There's now a tank that seems to be parked almost daily on the gay pedestrian street Istiklal Caddesi. The shoppers and gawkers and tourists and residents on their way somewhere or back walk along the line of shops morphed from Ma and Pop Kebab restaurants and local brands to MacDonalds, Burger King, Benetton, and Mango. And the protesters who used to daily peacefully march, holding their placards and signs, waving flags and chanting, exercising their democratic rights, now face a new danger: tear gas and water hoses.
For the last ten years that I've here, it was only a once-a-year phenomenon - every 1 May, two tanks stationed at either end of Istiklal threatened any potential dissident. The aftermath of a seventies 1 May that left over thirty people dead.
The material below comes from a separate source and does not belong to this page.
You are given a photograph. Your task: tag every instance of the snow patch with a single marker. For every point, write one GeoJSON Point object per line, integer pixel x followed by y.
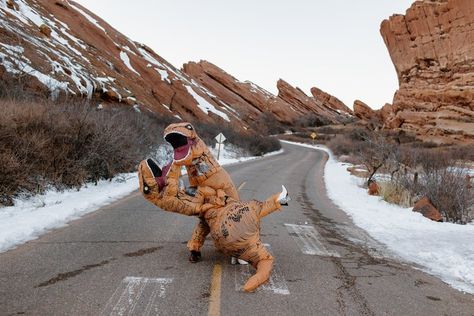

Today it's become the face of force. A daily reminder to the people of Turkey that the government is ready to use whatever force necessary to squelch any and all dissent.
Last summer, the tables and chairs that lined all the side streets of Beyoglu were ordered "removed." Those who dare defy the law and placed a table and a few chairs outside for patrons who wanted to smoke and drink outside, suffered the consequences of the "Outdoor Chair and Table Squad" - trucks that roamed the side streets waiting to pounce upon any table or chair placed outside and remove them.
Friday, a new alcohol law was passed. No alcohol can be sold by stores after 10pm. I'm not a drinker. It doesn't affect me. But there's a trend. A trend that's highly unsettling. Tanks parked on the busiest street of Istanbul. Prohibition of any outdoor show of drinking alcohol. No alcohol permitted to be bought or sold after 10pm. And more journalists imprisoned every day.
What's next? What's becoming of Ataturk's democracy?